Sep 03, 2016 15:56
Irulan took a seat opposite Leto, the desk covered in various reports separating them.
"It is done, then?" she asked.
Leto gave a small nod in reply, then laughed softly. "Sadly this offers you nothing to add to your chronicles."
"As if I didn't have enough already. Are you going to tell me the consequences at least?"
"With the head of their House dead the Moritani will spend most of their resources on the struggle between the possible successors," he said. "But you know that. The outcome is yet undetermined." He look he gave Irulan showed his excitement.
"Don't tell me you are just playing games." Irulan might reproach him for that, but she would in no way be surprised. It amused Leto how she sometimes, just for a moment, slipped into treating him like he was still a child.
"No," he said. "Although I could have waited a century and there would have been only one contestant for the title. Either way, they will fall and return in a changed form. I'm just curious to have the nature of it less determined, and the use of them... as yet unknown."
"And that is not a game?"
"What isn't a game?" Leto leaned back in this chair, looking fondly at Irulan.
She raised an eyebrow and gave him a look that told him she wasn't going to be tricked into having that conversation again. "I suppose Idaho will be pleased to hear the news. As a Swordsmaster of Ginaz..." She didn't need to finish that sentence.

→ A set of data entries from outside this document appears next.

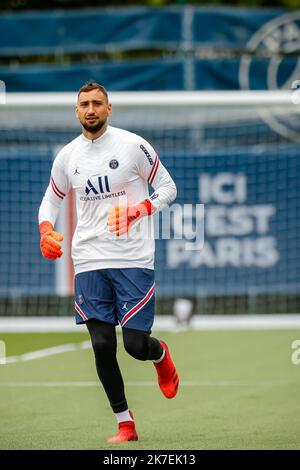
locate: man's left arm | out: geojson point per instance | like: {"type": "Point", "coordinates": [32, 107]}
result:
{"type": "Point", "coordinates": [149, 167]}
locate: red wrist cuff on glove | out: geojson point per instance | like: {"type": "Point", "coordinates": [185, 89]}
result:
{"type": "Point", "coordinates": [45, 227]}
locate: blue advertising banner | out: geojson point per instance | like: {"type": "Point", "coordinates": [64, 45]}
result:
{"type": "Point", "coordinates": [201, 48]}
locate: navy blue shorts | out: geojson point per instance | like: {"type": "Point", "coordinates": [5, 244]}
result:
{"type": "Point", "coordinates": [125, 296]}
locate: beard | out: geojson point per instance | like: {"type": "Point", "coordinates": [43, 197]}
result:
{"type": "Point", "coordinates": [93, 128]}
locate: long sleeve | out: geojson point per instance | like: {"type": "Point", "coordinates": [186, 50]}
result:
{"type": "Point", "coordinates": [55, 193]}
{"type": "Point", "coordinates": [152, 170]}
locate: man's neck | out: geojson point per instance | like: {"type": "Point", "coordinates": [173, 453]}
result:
{"type": "Point", "coordinates": [96, 135]}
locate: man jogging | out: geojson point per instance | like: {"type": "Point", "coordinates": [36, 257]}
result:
{"type": "Point", "coordinates": [110, 170]}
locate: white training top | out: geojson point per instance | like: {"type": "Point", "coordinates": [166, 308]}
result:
{"type": "Point", "coordinates": [113, 170]}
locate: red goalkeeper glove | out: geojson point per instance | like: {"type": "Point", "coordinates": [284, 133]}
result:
{"type": "Point", "coordinates": [122, 218]}
{"type": "Point", "coordinates": [50, 247]}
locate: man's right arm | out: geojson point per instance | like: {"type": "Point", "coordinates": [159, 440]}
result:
{"type": "Point", "coordinates": [49, 209]}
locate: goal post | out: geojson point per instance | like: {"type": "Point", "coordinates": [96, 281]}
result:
{"type": "Point", "coordinates": [235, 152]}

"Poison was a better choice though. The number of suspects increased."
"What next?"
He gestured at the table in front of him. "It is going to be a long day."
---
Later, as the stones on the terrace outside were no longer burning hot from the sun, Leto left the desk and walked over to the balustrade. The desert stretched out in front of him, and he could see the reddish colour on the horizon that was a warning of a desert storm to come. It never reached the city, not completely, although in the morning there street sweepers would be busy. This was to be a desert night, he thought, a time to let the wind and sand tear his skin while leaving no trace. He would walk through it and then return early in the morning, before Alice was awake, and then watch her wake up and they would laugh together at how their bed had turned into a sand box.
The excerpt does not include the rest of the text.